Of Peter's two daughters, Emma was practical and discerning. Lydia, who was younger, was more impulsive. Emma was born in 1885, Lydia in 1887. Then Theodore was born in 1889. Sometime between the 1895 Minnesota Census and the 1900 US Federal Census, Peter's birthplace changed from Germany to a dramatic birth at sea. The story changed about the time Theodore would have reached the age of 7, and was old enough to plead, "Papa tell me the story of how you came to America!"

Census records through the years show that no-nonsense Emma knew better than to accept her father's birth at sea. Lydia and Theodore left home before 1920 and their census records for that year show they were drawn in hook, line, and sinker. After Theodore died in 1923 at the age of 34, his father, Peter, abandoned the story of being born at sea and once again began telling the census taker that he was born in Germany. Could it possibly be that the story was created and perpetuated for Theodore? Theodore's death created great sorrow in the family, enough for Peter to relinquish a much loved tradition. And still, even after Peter re-claimed Germany as his birthplace, the story of Peter being born at sea was lovingly preserved by Theodore's descendants.

It was a great story, too, with the drama of a big storm and the ship repeatedly approaching the American shore and being washed back to sea. Not all the "facts" survived the years, but the story must have gone something like this.

"A long time ago ... 45 years past ... my father, my mother, and my sister, Marie, boarded a big ship to come to America. The trip from Alt Buckow, the village where they lived, to Hamburg, where they found the ship, had been long, slow and bumpy. They were tired and nervous, but they were excited, too. Marie was only two years old and I was already in my mother's belly. My father was a cooper. He made barrels. He made good barrels, but the times were bad in Mecklenburg. Everyone was poor. Father was certain that if he could find a piece of land to farm he could support two children. If you owned land, you were somebody. But there was no land to be had in Mecklenburg. Poor people talk and poor people dream. In Mecklenburg, the poor people were talking and dreaming about America.

"And that's why your grandfather, your grandmother, and your Aunt Marie were in Hamburg. They were on their way to America. Hamburg was a big city, and people were scurrying everywhere, carrying trunks and boxes with rope tied around them. Alt Buckow was small and quiet and familiar. All they saw now was unfamiliar and uncertain, but there was no turning back. The ship was called the Genesee. She was a sailing ship and she had 3 masts. Father and Mother wondered how they would ever be able to stay on that ship for weeks squeezed in with all the other people crowding around them on the pier.

"They were on the sea for days and weeks and more days. They brought their own food but sometimes they were hungry. And sick? The ocean is not so quiet, you know, and we weren't seafaring people. Many people emptied their stomachs in a bucket or over the side of the ship. The trip was very difficult for your grandfather and your poor grandmother with me still in her belly. Your Aunt Marie clung to Mother's skirts or played with the other small children. Their only choice now was to go forward.

"As the ship approached the coast of America, a great storm arose, washing the ship back to sea. The ship was tossed to and fro by the enormous waves and the frightful wind. The waves towered as high as a building in the city and washed over the deck, nearly sinking the ship. Time after time the ship neared the shore, but always the ship was forced back to the deep waters of the sea. Whether the Vogts of Alt Buckow would live in America or die at sea, after suffering through weeks of hunger and seasickness, would be decided by this one storm. While this great storm raged, my mother's time came. My birth could not be delayed, and I was born there at sea on the sailing ship Genesee during this great storm. The day was 17 September 1854. On that day, if not for the raging storm, I would have been born in America."

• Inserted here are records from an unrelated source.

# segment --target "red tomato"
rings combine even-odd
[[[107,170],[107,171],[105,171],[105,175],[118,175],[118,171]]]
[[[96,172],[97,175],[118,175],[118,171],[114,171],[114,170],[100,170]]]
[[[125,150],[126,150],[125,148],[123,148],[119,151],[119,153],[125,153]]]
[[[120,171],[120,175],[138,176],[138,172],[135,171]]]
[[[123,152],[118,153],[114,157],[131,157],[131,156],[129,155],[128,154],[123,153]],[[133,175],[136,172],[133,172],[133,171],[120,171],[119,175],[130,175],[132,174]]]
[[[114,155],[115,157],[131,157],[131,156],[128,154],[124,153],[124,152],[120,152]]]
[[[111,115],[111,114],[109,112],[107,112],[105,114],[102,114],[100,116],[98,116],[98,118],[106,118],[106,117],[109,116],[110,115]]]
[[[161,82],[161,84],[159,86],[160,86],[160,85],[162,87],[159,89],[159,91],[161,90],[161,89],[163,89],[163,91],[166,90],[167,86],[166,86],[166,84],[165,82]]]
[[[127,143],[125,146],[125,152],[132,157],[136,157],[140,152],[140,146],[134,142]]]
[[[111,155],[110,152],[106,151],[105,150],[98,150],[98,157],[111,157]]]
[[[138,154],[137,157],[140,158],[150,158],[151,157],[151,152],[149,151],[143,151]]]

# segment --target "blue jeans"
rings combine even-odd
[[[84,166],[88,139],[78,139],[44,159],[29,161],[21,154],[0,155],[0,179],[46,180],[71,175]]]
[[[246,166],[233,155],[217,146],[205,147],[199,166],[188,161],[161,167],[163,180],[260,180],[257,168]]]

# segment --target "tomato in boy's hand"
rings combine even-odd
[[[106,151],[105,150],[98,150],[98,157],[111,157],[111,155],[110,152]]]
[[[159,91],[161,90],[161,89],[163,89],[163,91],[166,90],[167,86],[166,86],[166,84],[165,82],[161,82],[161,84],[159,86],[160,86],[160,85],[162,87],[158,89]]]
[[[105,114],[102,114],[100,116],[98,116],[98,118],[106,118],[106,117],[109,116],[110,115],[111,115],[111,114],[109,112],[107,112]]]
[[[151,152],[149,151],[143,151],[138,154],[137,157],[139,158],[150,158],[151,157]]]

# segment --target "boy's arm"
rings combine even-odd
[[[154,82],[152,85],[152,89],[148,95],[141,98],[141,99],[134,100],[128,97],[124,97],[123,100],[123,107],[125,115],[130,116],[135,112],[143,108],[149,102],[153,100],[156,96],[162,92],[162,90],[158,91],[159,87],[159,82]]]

That is a great story, isn't it? Peter was born 17 September 1854. That's the truth. But the Genesee docked in New York on 25 August 1855. Among those disembarking from the Genesee in August 1855 were Peter's father, his mother, his two-year-old sister, Marie, and a near one-year-old Peter.

I don't think my Great-grandfather Peter intended to forever change history. I don't think he was the least bit concerned about being found-out. Peter probably never anticipated that he would one day have a great-granddaughter who would want to know more about him. And he certainly never anticipated that I would find on microfilm the words written in the baptismal register, or that I would find his arrival in America on what would one day be called the Internet.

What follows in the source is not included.